A program intended to bridge the gap between the community and law enforcement is being started in one of the most crime-heavy parts of Albuquerque.
Local, state and federal officials announced, along with several community groups, that a Community Based Crime Reduction program will be launched in the city’s International District with the help of a $1 million federal grant.
The award from the Bureau of Justice Assistance calls for a leadership council to be created with representation from law enforcement, government, researchers, substance abuse providers and community groups. The money also will be used for several positions, including a social worker to be a liaison between neighborhood residents and available programs and agencies, and a community prosecutor who will work in the Albuquerque police Southeast Substation.
“At the end of the day it’s not just law enforcement, it’s not just people in police uniforms and in the prosecutor’s office who are going to build a safe community, it’s the community members themselves,” District Attorney Raúl Torrez said during a news conference at Emerson Elementary School about the grant.
Several locally elected officials and people from various groups who live or work in the International District attended the news event.
The International District roughly stretches north to south from Lomas to Gibson and west to east from Carlisle to Eubank.
A study by the city last year found that 6.7 percent of people in the city, or about 37,600, live in the area. But it was home to 27 percent of the city’s murders and 37 percent of the nonfatal shootings over a three-year period. In the same time period, a violent crime was reported at one of every 10 addresses and a property crime at one of every four.
“Public safety is at the top of our list.
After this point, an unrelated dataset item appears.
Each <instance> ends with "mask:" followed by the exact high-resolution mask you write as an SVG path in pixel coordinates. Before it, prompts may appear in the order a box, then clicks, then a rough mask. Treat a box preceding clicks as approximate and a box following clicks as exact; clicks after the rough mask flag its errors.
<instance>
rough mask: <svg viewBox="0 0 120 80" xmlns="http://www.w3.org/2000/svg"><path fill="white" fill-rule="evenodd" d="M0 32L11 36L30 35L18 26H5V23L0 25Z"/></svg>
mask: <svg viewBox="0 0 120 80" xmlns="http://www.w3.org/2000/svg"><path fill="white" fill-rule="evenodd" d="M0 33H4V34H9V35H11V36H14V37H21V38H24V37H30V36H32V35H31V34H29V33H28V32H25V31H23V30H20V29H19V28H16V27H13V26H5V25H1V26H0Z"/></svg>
It is a priority in our community,” said Gina Naomi Davis, the president of the coalition of neighborhood associations in the area.
City Councilor Pat Davis said the new program is just one of several city projects aimed at improving the district.
“We’re sending a big message to this neighborhood that long has been on everybody’s troubled list,” Davis said. “Those of us who work here know that it’s one of the most engaged in our city. We’re incredibly proud of it. … Millions of dollars are going into changing the way we reimagine the International District.”